So you think it’s cold in the Catskills? Consider the case of Louis A. Lane, who was stranded on a 7,800-foot ice cap in Greenland 70 years ago and lived to tell the tale.
Louis Arlington Lane was the son of Louis R. and Mary Quick Lane who lived in Arena and ran a general store there. The Lanes came from Willow, Ulster County in the early 1940s, first setting up shop in the Dickson/Post Office building at the corner of Main and Church Streets, and later moving to the Rickert building. Len Utter remembers you could buy everything from meat to milk, overalls to shoes at Lane’s store.
Louis A., born in 1918, was the oldest of six children. His siblings were Arthur, Virginia, Dottie, Gene and Duane, who was born in 1944 (“The doctor thought my grandmother had a tumor, but it was my uncle Duane,” said Mary Ellen Lane Lawrence.) When Louis’ family moved to Arena, he was married to Ruth Dorn, and about to embark on a military path. He spent a couple of years in Alabama and Texas during the war, returning to Arena in 1945. Then, as an Army Air Corps reservist, Louis went back into service., taking his family along to Greenland where he was stationed in 1947.
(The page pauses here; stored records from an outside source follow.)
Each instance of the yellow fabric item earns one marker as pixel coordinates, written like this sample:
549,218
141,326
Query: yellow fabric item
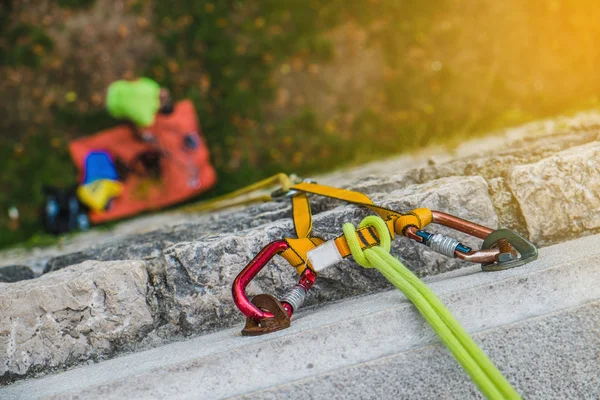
97,194
231,199
396,223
In December of 1948, the community was shocked to learn that 2nd Lt. Louis A. Lane was among 11 soldiers stranded on an icy outcropping on the frozen continent. Seven of the men had been there since Dec. 8 when their C-47 crash landed. Two others, including Lane, tried to rescue them but crashed in their B-17 on Dec. 13. Two more in a glider attempting a rescue mission then joined the group. Food, heaters, fuel and clothing were dropped by parachute. So was a Christmas tree, and the fixings for holiday dinner, while the Air Force figured out how to get the men out. They hunkered down in ice shelters and tried to stay warm in blizzard conditions that produced 100 mph winds and 40-below-zero temperatures.
Finally, on December 28, a jet-ski equipped transport landed on the ice cap and ferried Louis and his compatriots to safety. Len Utter remembers following the situation with concern. It captured a lot of media attention, including an article in Life Magazine.
Louis’ brother, Arthur (Mary Ellen’s dad) also served in WWII, as a medical assistant in North Africa and Italy. Their little brother, Duane, served in Vietnam in the Air Force, as did Duane’s nephew, Louis and Ruth’s son Russell, who was born in 1944. Russell died tragically in 1967 in an explosion at the Hercules Powder Company plant in Port Ewen where both he and his father worked.
Louis died in 1990, Ruth passed in 2006. Most members of the family are buried in Ulster County.